Another American publisher rejected JM Synge’s Collected Works in 1962, predicting that “they would not in the slightest way appeal to the ordinary reading public of this country”. Tell that to the audiences who packed theatres across the US when Druid toured its Synge double bill decades later.
We may pride ourselves on our inventive use of Hiberno-English, but some publishers failed to appreciate it – including the one who rejected Padraic Colum’s novel The Flying Swans in 1957. “You get almost no sensation of a story being told, for the mind of the author and that very difficult Irish way of speaking English both get in the way,” the publisher tutted.
Arra, shur, what do these publishers know? One of them rejected Mastering the Art of French Cooking, the culinary bible Julia Child wrote with two French chefs, claiming it would frighten the average American housewife. “It is a big, expensive cookbook of elaborate information and might well prove formidable to the American housewife. She might easily clip one of these recipes out of a magazine but be frightened by the book as a whole.” The book hasn’t been out of print since it was published in 1961.

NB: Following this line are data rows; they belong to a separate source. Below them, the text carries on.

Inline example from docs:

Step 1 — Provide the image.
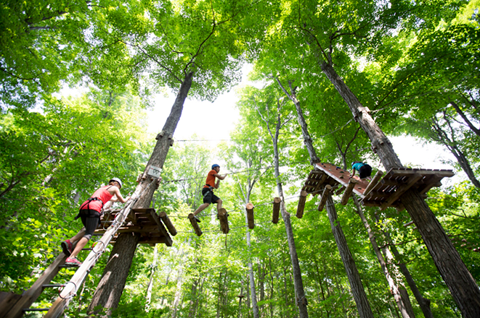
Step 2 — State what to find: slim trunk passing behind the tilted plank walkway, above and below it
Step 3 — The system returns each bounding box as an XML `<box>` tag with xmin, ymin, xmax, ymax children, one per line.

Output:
<box><xmin>286</xmin><ymin>84</ymin><xmax>373</xmax><ymax>317</ymax></box>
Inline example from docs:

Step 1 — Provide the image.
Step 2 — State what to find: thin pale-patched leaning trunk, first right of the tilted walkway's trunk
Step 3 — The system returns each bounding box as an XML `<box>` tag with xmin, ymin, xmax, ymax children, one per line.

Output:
<box><xmin>353</xmin><ymin>194</ymin><xmax>415</xmax><ymax>318</ymax></box>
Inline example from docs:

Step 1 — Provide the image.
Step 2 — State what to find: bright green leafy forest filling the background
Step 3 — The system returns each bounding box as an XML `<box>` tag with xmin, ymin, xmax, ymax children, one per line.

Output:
<box><xmin>0</xmin><ymin>0</ymin><xmax>480</xmax><ymax>317</ymax></box>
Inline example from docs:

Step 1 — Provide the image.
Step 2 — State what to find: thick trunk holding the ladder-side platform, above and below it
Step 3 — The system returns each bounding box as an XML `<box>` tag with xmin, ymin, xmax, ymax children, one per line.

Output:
<box><xmin>88</xmin><ymin>73</ymin><xmax>193</xmax><ymax>312</ymax></box>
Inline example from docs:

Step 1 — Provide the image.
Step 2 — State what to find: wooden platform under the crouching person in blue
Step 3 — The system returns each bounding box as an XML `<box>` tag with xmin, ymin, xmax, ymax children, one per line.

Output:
<box><xmin>302</xmin><ymin>163</ymin><xmax>454</xmax><ymax>210</ymax></box>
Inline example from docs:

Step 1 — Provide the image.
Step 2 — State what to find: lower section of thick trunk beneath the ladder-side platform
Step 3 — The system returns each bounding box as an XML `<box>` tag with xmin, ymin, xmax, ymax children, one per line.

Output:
<box><xmin>88</xmin><ymin>233</ymin><xmax>140</xmax><ymax>316</ymax></box>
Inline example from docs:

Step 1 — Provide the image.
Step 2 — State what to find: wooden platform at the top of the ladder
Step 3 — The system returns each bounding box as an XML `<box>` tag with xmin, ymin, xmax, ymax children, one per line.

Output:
<box><xmin>95</xmin><ymin>208</ymin><xmax>177</xmax><ymax>246</ymax></box>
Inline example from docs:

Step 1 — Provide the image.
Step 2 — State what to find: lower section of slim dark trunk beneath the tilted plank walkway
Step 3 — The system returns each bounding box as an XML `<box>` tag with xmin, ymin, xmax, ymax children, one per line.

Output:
<box><xmin>326</xmin><ymin>195</ymin><xmax>373</xmax><ymax>318</ymax></box>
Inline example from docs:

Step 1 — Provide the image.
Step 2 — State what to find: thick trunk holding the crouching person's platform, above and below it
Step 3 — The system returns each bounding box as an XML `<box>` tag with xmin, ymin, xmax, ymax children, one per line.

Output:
<box><xmin>321</xmin><ymin>62</ymin><xmax>480</xmax><ymax>317</ymax></box>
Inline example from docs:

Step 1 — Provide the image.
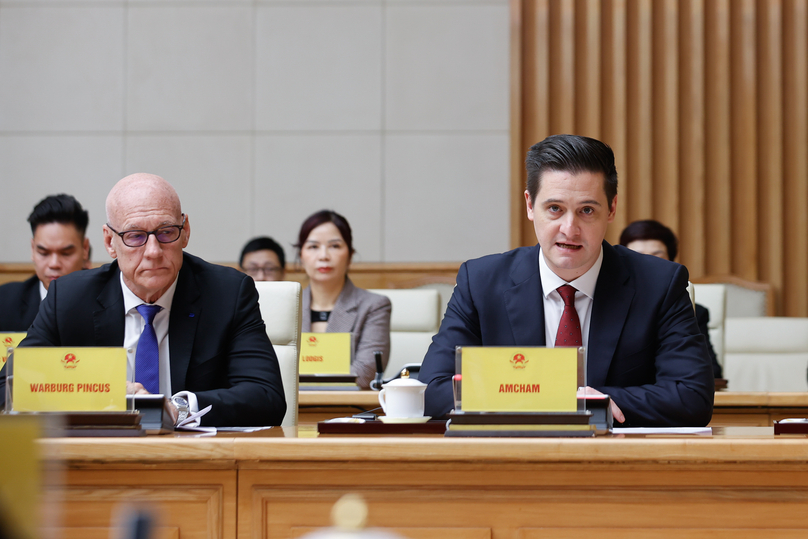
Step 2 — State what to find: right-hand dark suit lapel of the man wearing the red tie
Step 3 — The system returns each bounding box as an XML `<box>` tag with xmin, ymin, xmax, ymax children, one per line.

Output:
<box><xmin>586</xmin><ymin>241</ymin><xmax>635</xmax><ymax>385</ymax></box>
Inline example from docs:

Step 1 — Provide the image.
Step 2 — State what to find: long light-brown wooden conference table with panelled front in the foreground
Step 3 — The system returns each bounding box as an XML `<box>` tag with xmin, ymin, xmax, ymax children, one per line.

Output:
<box><xmin>41</xmin><ymin>425</ymin><xmax>808</xmax><ymax>539</ymax></box>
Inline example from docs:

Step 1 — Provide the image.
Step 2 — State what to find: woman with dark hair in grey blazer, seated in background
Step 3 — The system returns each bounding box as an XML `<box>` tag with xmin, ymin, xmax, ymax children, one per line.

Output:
<box><xmin>295</xmin><ymin>210</ymin><xmax>392</xmax><ymax>388</ymax></box>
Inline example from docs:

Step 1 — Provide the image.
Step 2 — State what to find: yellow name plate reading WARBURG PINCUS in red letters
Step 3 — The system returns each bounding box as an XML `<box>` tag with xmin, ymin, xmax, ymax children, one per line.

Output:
<box><xmin>12</xmin><ymin>347</ymin><xmax>126</xmax><ymax>412</ymax></box>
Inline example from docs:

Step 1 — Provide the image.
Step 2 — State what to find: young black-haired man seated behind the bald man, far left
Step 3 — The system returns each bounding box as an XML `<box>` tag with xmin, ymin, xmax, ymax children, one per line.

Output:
<box><xmin>0</xmin><ymin>194</ymin><xmax>90</xmax><ymax>332</ymax></box>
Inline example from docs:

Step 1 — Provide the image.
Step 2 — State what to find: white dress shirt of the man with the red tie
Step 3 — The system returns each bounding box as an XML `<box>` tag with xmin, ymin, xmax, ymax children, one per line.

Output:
<box><xmin>539</xmin><ymin>247</ymin><xmax>603</xmax><ymax>350</ymax></box>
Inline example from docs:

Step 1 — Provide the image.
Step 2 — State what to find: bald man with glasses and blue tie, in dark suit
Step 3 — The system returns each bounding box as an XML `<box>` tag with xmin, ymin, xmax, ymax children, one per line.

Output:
<box><xmin>0</xmin><ymin>174</ymin><xmax>286</xmax><ymax>426</ymax></box>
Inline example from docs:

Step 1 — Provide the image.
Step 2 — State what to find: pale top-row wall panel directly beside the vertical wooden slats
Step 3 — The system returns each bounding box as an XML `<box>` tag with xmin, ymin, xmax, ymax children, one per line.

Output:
<box><xmin>385</xmin><ymin>2</ymin><xmax>509</xmax><ymax>130</ymax></box>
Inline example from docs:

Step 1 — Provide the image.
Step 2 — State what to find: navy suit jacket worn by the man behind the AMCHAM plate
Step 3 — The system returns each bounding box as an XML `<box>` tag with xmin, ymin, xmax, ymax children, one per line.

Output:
<box><xmin>420</xmin><ymin>242</ymin><xmax>714</xmax><ymax>426</ymax></box>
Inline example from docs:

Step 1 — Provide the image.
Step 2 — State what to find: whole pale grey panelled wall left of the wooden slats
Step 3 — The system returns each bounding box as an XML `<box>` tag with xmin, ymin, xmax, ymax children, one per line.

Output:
<box><xmin>0</xmin><ymin>0</ymin><xmax>510</xmax><ymax>262</ymax></box>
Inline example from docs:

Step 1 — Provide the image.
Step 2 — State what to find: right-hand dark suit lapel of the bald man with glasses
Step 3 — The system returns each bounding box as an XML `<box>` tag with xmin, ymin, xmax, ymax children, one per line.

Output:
<box><xmin>168</xmin><ymin>255</ymin><xmax>202</xmax><ymax>393</ymax></box>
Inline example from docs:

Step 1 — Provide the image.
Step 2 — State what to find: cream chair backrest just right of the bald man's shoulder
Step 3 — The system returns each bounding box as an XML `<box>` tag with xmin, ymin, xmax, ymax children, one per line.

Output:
<box><xmin>255</xmin><ymin>281</ymin><xmax>301</xmax><ymax>427</ymax></box>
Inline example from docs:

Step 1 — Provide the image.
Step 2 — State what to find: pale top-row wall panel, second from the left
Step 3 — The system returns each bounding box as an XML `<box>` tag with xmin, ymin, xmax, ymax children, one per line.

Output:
<box><xmin>126</xmin><ymin>3</ymin><xmax>253</xmax><ymax>131</ymax></box>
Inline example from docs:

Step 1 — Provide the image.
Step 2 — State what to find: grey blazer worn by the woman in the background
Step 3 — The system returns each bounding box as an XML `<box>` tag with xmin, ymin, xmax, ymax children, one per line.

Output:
<box><xmin>301</xmin><ymin>279</ymin><xmax>392</xmax><ymax>389</ymax></box>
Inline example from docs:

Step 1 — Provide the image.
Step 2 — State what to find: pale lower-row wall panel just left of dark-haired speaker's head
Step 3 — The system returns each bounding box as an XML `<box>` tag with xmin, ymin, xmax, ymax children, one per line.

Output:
<box><xmin>384</xmin><ymin>134</ymin><xmax>510</xmax><ymax>262</ymax></box>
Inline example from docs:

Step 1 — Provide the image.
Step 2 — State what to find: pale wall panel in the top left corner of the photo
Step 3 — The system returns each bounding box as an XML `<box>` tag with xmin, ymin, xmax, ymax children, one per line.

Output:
<box><xmin>0</xmin><ymin>4</ymin><xmax>124</xmax><ymax>131</ymax></box>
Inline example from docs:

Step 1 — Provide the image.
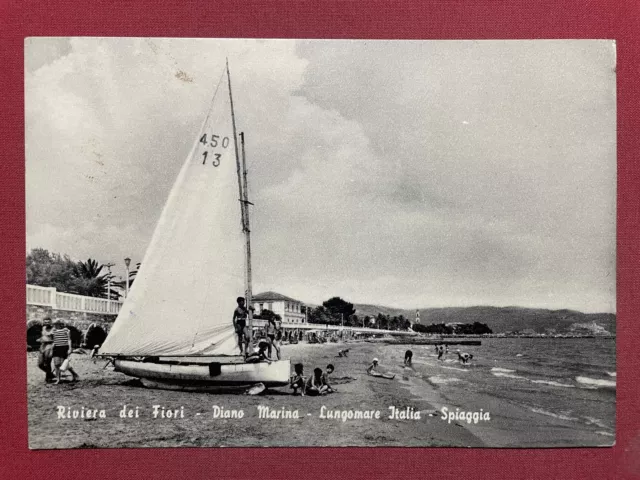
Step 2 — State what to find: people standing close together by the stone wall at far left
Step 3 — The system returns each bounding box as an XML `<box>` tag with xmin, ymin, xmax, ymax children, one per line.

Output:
<box><xmin>38</xmin><ymin>317</ymin><xmax>80</xmax><ymax>384</ymax></box>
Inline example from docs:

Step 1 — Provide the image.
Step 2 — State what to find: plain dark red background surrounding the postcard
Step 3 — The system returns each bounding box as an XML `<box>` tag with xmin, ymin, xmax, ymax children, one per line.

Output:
<box><xmin>0</xmin><ymin>0</ymin><xmax>640</xmax><ymax>479</ymax></box>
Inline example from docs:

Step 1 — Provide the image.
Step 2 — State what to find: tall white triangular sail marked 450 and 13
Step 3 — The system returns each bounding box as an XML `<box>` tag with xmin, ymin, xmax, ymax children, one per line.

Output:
<box><xmin>100</xmin><ymin>66</ymin><xmax>245</xmax><ymax>355</ymax></box>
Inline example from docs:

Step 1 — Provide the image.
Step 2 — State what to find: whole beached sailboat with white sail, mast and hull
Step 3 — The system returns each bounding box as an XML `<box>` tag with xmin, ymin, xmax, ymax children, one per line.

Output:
<box><xmin>100</xmin><ymin>61</ymin><xmax>290</xmax><ymax>391</ymax></box>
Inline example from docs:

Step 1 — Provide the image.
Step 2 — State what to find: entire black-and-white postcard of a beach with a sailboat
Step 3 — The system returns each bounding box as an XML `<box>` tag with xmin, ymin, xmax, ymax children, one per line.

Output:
<box><xmin>25</xmin><ymin>38</ymin><xmax>616</xmax><ymax>449</ymax></box>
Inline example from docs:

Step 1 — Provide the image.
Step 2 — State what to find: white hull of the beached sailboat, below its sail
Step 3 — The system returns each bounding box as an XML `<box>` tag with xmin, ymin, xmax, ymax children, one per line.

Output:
<box><xmin>114</xmin><ymin>359</ymin><xmax>291</xmax><ymax>392</ymax></box>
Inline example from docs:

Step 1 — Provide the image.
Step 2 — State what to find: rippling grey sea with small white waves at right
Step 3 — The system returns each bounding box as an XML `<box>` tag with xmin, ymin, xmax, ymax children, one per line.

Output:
<box><xmin>389</xmin><ymin>338</ymin><xmax>616</xmax><ymax>440</ymax></box>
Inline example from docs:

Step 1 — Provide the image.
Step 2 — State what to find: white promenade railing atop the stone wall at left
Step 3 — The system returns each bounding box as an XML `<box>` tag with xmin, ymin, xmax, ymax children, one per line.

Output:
<box><xmin>27</xmin><ymin>285</ymin><xmax>122</xmax><ymax>315</ymax></box>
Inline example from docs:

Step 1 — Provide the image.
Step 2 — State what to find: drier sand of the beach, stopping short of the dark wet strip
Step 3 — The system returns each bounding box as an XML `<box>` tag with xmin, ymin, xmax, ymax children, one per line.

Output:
<box><xmin>28</xmin><ymin>343</ymin><xmax>483</xmax><ymax>449</ymax></box>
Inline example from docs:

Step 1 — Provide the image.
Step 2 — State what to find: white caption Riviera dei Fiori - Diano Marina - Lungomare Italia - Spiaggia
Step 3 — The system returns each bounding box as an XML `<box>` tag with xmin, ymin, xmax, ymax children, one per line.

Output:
<box><xmin>56</xmin><ymin>405</ymin><xmax>491</xmax><ymax>423</ymax></box>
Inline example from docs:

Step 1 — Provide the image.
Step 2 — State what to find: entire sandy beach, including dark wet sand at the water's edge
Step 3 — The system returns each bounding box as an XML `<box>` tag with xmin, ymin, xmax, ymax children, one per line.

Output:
<box><xmin>28</xmin><ymin>342</ymin><xmax>614</xmax><ymax>449</ymax></box>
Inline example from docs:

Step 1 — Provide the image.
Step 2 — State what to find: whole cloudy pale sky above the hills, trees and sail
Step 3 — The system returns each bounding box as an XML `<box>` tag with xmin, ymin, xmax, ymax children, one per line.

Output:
<box><xmin>25</xmin><ymin>38</ymin><xmax>616</xmax><ymax>312</ymax></box>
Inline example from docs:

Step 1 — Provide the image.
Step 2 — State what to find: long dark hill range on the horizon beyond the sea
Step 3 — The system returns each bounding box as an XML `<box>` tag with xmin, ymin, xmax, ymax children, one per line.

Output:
<box><xmin>354</xmin><ymin>304</ymin><xmax>616</xmax><ymax>335</ymax></box>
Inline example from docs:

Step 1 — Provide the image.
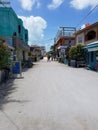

And Anne Frank’s Diary was dismissed by a publisher as lacking any “special perception or feeling which would lift that book above the ‘curiosity’ level”. Almost 75 years later, more than 30 million copies of the book have been sold, proving that there are an awful lot of curious readers out there.
At least Anne Frank never knew her book had been so rudely rejected. Many years ago I sent off a children’s book to a leading UK agent, certain that this book would finally propel me into the literary stratosphere.
It would allow me to hobnob with Roddy Doyle at book awards ceremonies and talk airily about my new summer house in Italy. Unfortunately it was rejected by the agent with an almost indecent haste and Roddy Doyle never got a chance to advise me on buying a writing retreat in Italy.
Then, around a year later I received another email from the agent. Had they changed their mind, I wondered excitedly. No, in fact the opposite. They were cruelly rejecting it a second time. Either they hated the book so much that they decided to reject it on the double in case I ever troubled another agent or publisher with it. Or perhaps the original submission fell behind a shelf on the internet and when they fished it out they didn’t realise they had already rejected it. I choose to go with the latter scenario.
Yeats, Beckett and the others may have been painfully acquainted with rejection in their lives, but at least they were spared this particular humiliation.